Trump Warns Of Low-Income Housing Under Biden

President Trump on Wednesday again warned about low-income housing “invading” suburban neighborhoods if Joe Biden is elected president, repeating a theme he has brought up in recent weeks.

The president tweeted: “The “suburban housewife” will be voting for me. They want safety & are thrilled that I ended the long running program where low income housing would invade their neighborhood. Biden would reinstall it, in a bigger form, with Corey Booker in charge! @foxandfriends @MariaBartiromo”

Last month, Trump rescinded President Obama’s Affirmatively Furthering Fair Housing (AFFH) rule, which Trump said, “took away decision-making from local communities.”

Part of the Fair Housing Act, the AFFH rule under Obama was designed to “set out a framework for local governments, States, and public housing agencies to take meaningful actions to overcome historic patterns of segregation, promote fair housing choice, and foster inclusive communities that are free from discrimination,” according to the U.S. Department of Housing and Urban Development.

Under the old AFFH rule, HUD provides a Far Housing AFH Assessment Tool, “which includes instructions and data provided by HUD, consists of a series of questions designed to help program participants identify, among other things, fair housing issues pertaining to patterns of integration and segregation; racially and ethnically concentrated areas of poverty; disparities in access to opportunity; and disproportionate housing needs, as well as the contributing factors for those issues.”

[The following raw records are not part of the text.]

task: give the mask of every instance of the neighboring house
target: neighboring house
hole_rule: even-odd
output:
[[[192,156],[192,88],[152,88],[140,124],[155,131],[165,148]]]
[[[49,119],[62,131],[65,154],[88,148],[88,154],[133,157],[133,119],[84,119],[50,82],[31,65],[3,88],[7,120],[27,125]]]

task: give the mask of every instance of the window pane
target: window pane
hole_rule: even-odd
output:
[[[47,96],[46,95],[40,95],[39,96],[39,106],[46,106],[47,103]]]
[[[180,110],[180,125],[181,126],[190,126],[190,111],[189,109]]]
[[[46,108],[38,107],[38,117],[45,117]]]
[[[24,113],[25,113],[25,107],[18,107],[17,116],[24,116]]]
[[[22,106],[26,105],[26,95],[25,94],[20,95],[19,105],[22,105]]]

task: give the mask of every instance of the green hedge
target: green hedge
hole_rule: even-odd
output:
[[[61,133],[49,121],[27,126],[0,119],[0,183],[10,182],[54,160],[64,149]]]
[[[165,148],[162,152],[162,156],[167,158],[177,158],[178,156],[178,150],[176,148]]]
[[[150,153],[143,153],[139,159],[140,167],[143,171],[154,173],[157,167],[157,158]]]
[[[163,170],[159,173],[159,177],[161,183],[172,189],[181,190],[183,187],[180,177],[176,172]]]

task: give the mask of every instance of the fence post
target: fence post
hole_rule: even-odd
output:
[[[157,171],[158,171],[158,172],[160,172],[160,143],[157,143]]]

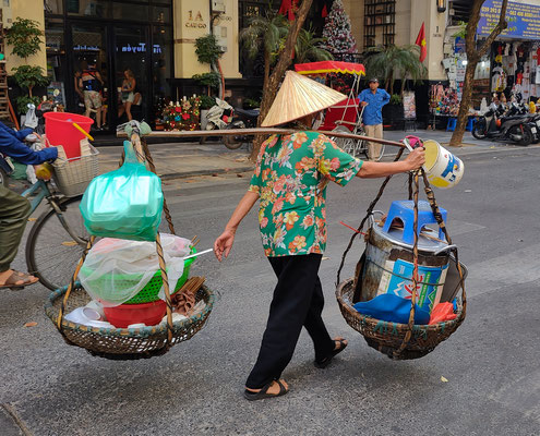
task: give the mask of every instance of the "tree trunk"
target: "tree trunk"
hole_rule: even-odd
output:
[[[261,111],[256,123],[257,126],[261,126],[261,123],[268,113],[268,110],[272,104],[274,102],[274,98],[276,97],[277,90],[279,88],[279,83],[281,82],[285,72],[292,62],[295,45],[297,43],[298,34],[302,28],[305,17],[308,16],[308,12],[311,8],[312,2],[313,0],[302,1],[302,5],[298,9],[298,12],[296,14],[296,20],[292,22],[291,26],[289,27],[287,40],[285,41],[285,48],[279,53],[279,59],[277,61],[277,64],[274,68],[272,74],[269,75],[268,81],[263,89],[263,98],[261,100]],[[269,60],[266,59],[265,61],[269,62]],[[267,62],[265,62],[265,70],[266,70],[266,63]],[[251,157],[250,157],[252,161],[256,159],[256,156],[259,155],[259,149],[261,148],[261,144],[263,143],[264,138],[265,138],[264,135],[256,135],[255,138],[253,140],[253,152],[251,153]]]
[[[478,22],[480,21],[480,10],[485,0],[475,0],[470,11],[470,19],[467,23],[466,35],[465,35],[465,47],[467,51],[467,69],[465,70],[465,82],[461,95],[461,101],[459,102],[459,112],[457,116],[457,123],[454,133],[452,134],[452,140],[449,142],[451,146],[460,147],[461,141],[464,138],[465,128],[467,126],[467,118],[469,113],[470,99],[472,96],[472,81],[475,80],[475,70],[478,62],[488,52],[495,38],[503,32],[508,23],[506,23],[506,7],[508,5],[508,0],[503,0],[501,5],[501,15],[499,16],[499,23],[493,28],[491,34],[482,43],[482,46],[477,50],[475,35],[478,27]]]

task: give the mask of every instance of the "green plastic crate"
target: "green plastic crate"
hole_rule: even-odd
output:
[[[195,249],[191,250],[191,254],[196,253]],[[188,277],[190,276],[190,268],[191,264],[193,263],[195,258],[191,257],[184,262],[183,265],[183,272],[182,276],[178,279],[177,286],[175,288],[175,291],[171,292],[173,294],[175,292],[178,292],[180,288],[188,281]],[[84,269],[84,267],[82,268]],[[115,282],[118,284],[125,283],[125,287],[132,287],[139,281],[137,278],[132,279],[130,276],[124,276],[124,277],[116,277]],[[159,300],[159,296],[157,294],[159,293],[159,289],[161,289],[163,286],[163,279],[161,279],[161,270],[158,269],[154,277],[146,283],[146,286],[141,289],[141,291],[133,296],[132,299],[128,300],[123,304],[141,304],[141,303],[152,303],[153,301]]]

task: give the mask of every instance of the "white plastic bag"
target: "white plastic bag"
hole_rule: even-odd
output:
[[[182,276],[183,257],[190,253],[190,243],[184,238],[161,233],[170,290]],[[88,252],[79,277],[94,300],[111,307],[135,296],[158,270],[155,242],[104,238]],[[163,286],[158,296],[165,300]]]

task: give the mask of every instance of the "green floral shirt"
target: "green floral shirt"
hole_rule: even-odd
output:
[[[266,256],[323,253],[326,186],[345,186],[362,161],[316,132],[273,135],[261,146],[249,191],[260,196]]]

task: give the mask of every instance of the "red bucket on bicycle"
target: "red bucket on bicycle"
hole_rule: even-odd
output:
[[[94,122],[92,118],[70,112],[46,112],[45,134],[51,145],[61,145],[68,159],[81,156],[81,140],[86,136],[73,123],[79,124],[86,133]]]

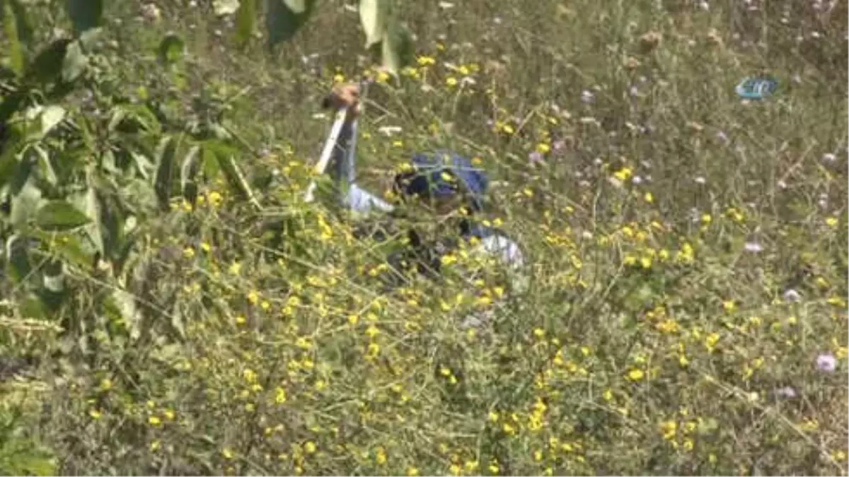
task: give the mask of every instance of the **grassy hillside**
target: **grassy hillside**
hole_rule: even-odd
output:
[[[21,109],[0,149],[5,474],[849,469],[846,3],[403,3],[416,61],[368,91],[363,182],[473,158],[520,295],[464,250],[385,292],[392,244],[302,202],[320,98],[374,71],[353,3],[273,53],[206,2],[109,3],[79,84],[27,99],[64,121]],[[30,57],[70,32],[28,14]]]

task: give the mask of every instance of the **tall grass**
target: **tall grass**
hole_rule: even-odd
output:
[[[382,293],[380,246],[298,201],[318,98],[371,67],[343,3],[272,55],[205,5],[112,7],[128,95],[172,87],[151,65],[177,31],[172,93],[235,97],[267,212],[212,183],[149,219],[155,335],[110,338],[81,310],[98,339],[80,360],[61,334],[4,331],[8,354],[59,356],[7,386],[20,435],[67,474],[846,470],[846,4],[405,3],[418,63],[369,92],[363,180],[435,148],[485,166],[486,218],[530,261],[510,295],[494,272],[454,273],[479,267],[462,250],[447,283]],[[760,72],[778,92],[741,101]],[[459,326],[502,295],[491,323]]]

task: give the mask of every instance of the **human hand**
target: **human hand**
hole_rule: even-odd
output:
[[[340,109],[347,108],[348,119],[357,117],[360,112],[360,87],[357,83],[336,85],[322,102],[323,108]]]

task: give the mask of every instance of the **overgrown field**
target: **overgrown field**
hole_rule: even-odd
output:
[[[71,34],[23,3],[26,58]],[[363,180],[474,158],[524,293],[462,249],[387,292],[385,244],[303,202],[321,98],[375,74],[355,3],[273,52],[106,3],[85,59],[14,79],[0,41],[0,474],[849,469],[849,3],[402,3]]]

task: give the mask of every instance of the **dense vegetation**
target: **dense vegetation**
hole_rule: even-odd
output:
[[[0,0],[2,473],[846,471],[849,4],[393,5]],[[363,76],[364,182],[473,158],[526,293],[303,202]]]

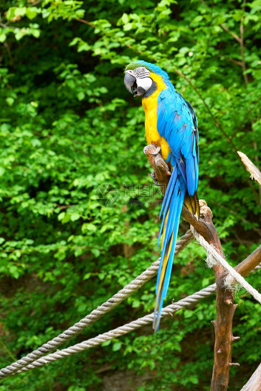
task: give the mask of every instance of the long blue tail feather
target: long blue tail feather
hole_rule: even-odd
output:
[[[169,284],[180,218],[186,190],[187,185],[176,164],[173,168],[160,211],[162,221],[158,245],[162,229],[163,238],[156,287],[157,296],[153,324],[155,331],[158,329],[163,300]]]

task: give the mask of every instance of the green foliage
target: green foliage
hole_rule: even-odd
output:
[[[132,61],[156,62],[196,111],[198,194],[228,259],[236,264],[260,242],[260,192],[236,152],[258,165],[260,0],[36,3],[9,0],[0,10],[1,367],[84,317],[159,256],[161,197],[142,153],[144,113],[123,83]],[[181,222],[180,235],[187,228]],[[166,305],[214,283],[205,256],[193,242],[175,259]],[[261,283],[258,273],[248,278]],[[151,312],[155,283],[64,347]],[[244,295],[236,298],[241,339],[232,356],[241,366],[232,369],[233,390],[260,360],[260,306]],[[139,391],[209,389],[215,311],[213,295],[162,321],[156,335],[143,328],[7,378],[0,391],[94,391],[102,383],[112,389],[110,381],[122,390],[131,382]]]

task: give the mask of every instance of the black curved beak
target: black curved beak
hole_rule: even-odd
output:
[[[129,92],[130,92],[131,94],[135,93],[134,89],[136,90],[137,91],[137,84],[136,83],[136,78],[134,77],[134,76],[132,76],[128,73],[125,74],[124,77],[124,84]],[[135,84],[136,84],[136,86],[134,85]],[[131,88],[131,87],[133,88],[132,90]]]

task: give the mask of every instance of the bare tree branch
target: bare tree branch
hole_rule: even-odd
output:
[[[259,364],[241,391],[261,391],[261,364]]]
[[[243,152],[238,151],[238,153],[241,158],[241,160],[246,166],[247,169],[251,174],[251,179],[254,178],[258,183],[261,187],[261,172],[255,165],[252,163],[250,159]]]
[[[157,150],[156,146],[151,144],[146,147],[144,151],[153,169],[156,178],[161,181],[160,188],[164,194],[170,177],[169,171],[160,153],[156,153]],[[200,201],[200,219],[198,221],[196,221],[184,206],[181,215],[208,243],[214,244],[225,258],[218,233],[212,222],[211,210],[204,200]],[[234,337],[232,334],[232,321],[236,305],[233,304],[234,291],[229,291],[224,286],[224,278],[227,272],[220,265],[215,265],[213,268],[217,284],[217,318],[216,320],[211,322],[215,329],[216,341],[211,391],[225,391],[230,367],[231,365],[237,365],[237,363],[231,362],[231,343],[233,341],[238,339],[237,337]]]

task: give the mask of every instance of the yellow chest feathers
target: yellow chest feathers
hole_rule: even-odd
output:
[[[157,84],[157,89],[148,98],[143,98],[142,107],[145,113],[145,133],[149,144],[160,145],[163,159],[167,158],[170,149],[163,137],[160,136],[157,130],[157,107],[158,97],[160,91],[165,90],[166,85],[158,75],[151,73],[150,77]]]

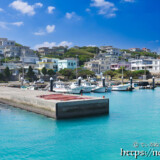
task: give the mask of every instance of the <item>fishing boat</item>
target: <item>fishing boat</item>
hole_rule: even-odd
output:
[[[129,90],[130,84],[120,84],[112,86],[112,91],[127,91]]]
[[[92,88],[93,87],[91,86],[91,84],[89,82],[85,81],[82,83],[82,92],[83,93],[90,93]]]
[[[106,92],[106,87],[96,86],[95,88],[92,89],[92,92],[95,92],[95,93],[105,93]]]

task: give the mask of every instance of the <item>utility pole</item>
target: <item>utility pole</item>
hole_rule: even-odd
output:
[[[123,84],[123,66],[122,66],[122,84]]]

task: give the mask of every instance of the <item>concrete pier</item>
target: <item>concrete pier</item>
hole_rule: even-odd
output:
[[[55,119],[109,114],[109,99],[86,96],[78,99],[77,95],[71,95],[75,99],[67,101],[41,98],[51,94],[55,93],[0,87],[0,102]]]

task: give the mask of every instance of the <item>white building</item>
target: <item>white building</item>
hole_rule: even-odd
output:
[[[42,58],[41,61],[38,61],[38,69],[41,70],[42,68],[46,69],[53,69],[54,71],[58,70],[58,61],[59,59],[56,58]]]
[[[58,61],[58,71],[61,69],[75,69],[77,67],[76,59],[64,59]]]
[[[160,72],[160,59],[131,60],[131,70],[149,70],[151,73]]]
[[[36,62],[39,61],[39,58],[37,56],[22,56],[20,57],[20,61],[24,63],[36,64]]]
[[[106,55],[115,55],[120,56],[121,51],[119,48],[114,48],[113,46],[101,46],[100,47],[100,53],[104,53]]]

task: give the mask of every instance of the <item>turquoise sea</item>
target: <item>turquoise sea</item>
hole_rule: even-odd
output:
[[[55,121],[0,104],[0,160],[133,160],[120,149],[160,143],[160,88],[86,95],[109,98],[110,114]]]

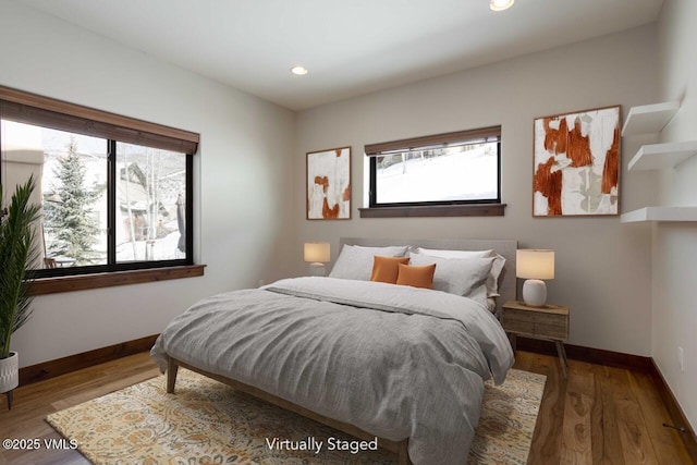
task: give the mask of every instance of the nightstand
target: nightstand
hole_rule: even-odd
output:
[[[515,339],[518,334],[552,341],[557,345],[562,376],[566,378],[564,342],[568,339],[568,307],[559,305],[531,307],[523,302],[510,301],[503,304],[501,326],[509,334],[513,351],[515,351]]]

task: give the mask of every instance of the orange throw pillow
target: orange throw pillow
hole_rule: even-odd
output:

A Trump Administration fact sheet on the president’s action says, “This action ends the Federal encroachment on local communities that threatened our nation’s suburbs. The Obama Administration’s original AFFH rule attempted to take local zoning decisions out of the hands of local communities.”

It also claims “AFFH would have imposed a massive regulatory burden on localities, required high density zoning, eliminated single family zoning, and destroyed our suburbs. This overregulation of our suburbs would have harmed Americans’ abilities to work, buy homes, and build lives for their families, including many minority communities.”